For every signal, I am therefore extracting multiple features which are then used for multiple linear regression to predict the score of the test. I want to compare the weights that are assigned to every feature to find out what features have the most influence on the prediction.
Now the problem is that for outlier rejection, I remove the data points that lie further than 3 standard deviations away from the mean, if the feature is Normally distributed. If the feature is not Normally distributed, I first use a transformation (Yeo-Johnson) to obtain a Normal distribution, and then use the same outlier removal technique. Can the weights then still be compared?

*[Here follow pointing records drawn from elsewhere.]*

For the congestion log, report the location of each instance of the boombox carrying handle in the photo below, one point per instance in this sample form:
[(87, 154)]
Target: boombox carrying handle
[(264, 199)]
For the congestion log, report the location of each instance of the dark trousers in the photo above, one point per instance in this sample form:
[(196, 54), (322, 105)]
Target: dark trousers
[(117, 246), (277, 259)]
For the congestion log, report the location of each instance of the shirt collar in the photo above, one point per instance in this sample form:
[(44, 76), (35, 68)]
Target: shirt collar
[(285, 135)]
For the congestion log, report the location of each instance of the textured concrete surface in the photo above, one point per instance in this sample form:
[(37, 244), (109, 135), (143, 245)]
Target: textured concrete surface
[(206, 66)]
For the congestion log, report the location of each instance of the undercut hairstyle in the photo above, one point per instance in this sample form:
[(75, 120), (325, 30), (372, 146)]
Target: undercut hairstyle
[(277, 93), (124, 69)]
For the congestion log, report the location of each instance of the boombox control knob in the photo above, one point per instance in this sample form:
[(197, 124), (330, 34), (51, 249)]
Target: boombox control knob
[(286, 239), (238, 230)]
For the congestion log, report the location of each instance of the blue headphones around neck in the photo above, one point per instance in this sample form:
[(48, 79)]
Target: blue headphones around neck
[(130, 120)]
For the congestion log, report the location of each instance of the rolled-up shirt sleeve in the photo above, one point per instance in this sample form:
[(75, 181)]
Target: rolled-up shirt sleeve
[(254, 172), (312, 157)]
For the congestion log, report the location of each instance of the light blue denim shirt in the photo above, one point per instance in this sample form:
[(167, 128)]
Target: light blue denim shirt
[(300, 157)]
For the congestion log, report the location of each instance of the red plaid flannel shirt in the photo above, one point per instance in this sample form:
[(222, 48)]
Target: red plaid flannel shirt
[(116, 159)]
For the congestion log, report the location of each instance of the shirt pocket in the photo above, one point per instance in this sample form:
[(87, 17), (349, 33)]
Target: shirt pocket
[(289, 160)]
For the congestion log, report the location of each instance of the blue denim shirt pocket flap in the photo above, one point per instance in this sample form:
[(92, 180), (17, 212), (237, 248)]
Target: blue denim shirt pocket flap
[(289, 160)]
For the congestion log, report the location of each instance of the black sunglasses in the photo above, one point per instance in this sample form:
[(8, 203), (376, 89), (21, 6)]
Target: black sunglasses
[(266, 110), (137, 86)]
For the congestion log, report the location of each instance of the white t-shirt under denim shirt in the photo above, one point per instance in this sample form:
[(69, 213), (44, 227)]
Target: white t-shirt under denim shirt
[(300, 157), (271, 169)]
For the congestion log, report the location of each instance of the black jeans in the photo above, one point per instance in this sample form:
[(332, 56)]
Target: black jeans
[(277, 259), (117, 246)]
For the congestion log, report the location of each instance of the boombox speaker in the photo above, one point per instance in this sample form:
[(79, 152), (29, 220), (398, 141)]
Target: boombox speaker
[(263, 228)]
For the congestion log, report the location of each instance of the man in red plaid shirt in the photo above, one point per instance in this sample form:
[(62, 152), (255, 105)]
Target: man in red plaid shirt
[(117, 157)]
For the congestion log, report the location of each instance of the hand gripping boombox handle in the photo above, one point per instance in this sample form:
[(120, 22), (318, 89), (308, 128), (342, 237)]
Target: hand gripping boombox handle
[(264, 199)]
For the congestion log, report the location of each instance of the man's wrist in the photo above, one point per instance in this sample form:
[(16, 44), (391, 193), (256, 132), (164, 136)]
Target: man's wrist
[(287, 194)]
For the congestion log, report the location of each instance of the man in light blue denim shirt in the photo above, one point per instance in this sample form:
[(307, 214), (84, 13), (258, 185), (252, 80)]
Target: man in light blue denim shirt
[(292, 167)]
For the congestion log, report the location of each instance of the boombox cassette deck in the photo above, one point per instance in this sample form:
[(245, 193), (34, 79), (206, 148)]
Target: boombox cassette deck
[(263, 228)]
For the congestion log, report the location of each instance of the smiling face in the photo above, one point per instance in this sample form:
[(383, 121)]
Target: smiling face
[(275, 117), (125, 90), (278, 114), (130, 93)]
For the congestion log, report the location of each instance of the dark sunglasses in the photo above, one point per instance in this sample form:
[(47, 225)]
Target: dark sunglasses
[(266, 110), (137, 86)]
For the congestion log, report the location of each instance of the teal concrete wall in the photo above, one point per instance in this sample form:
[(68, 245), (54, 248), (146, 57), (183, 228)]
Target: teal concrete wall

For e.g., feature C in EMG signal 1, the transformation does not have to be applied (because it is already Normally distributed). For feature C in EMG signal 2 is also does not have to be applied. But for feature C in EMG signal 3 the transformation is applied.
Then what is the influence on the regression weights for that feature? Am I still able to compare the weights for a feature if it was transformed in some signals, but not in others?
Or: could a method be to just use the transformation to find out what the outliers are, but not keep the transformed data?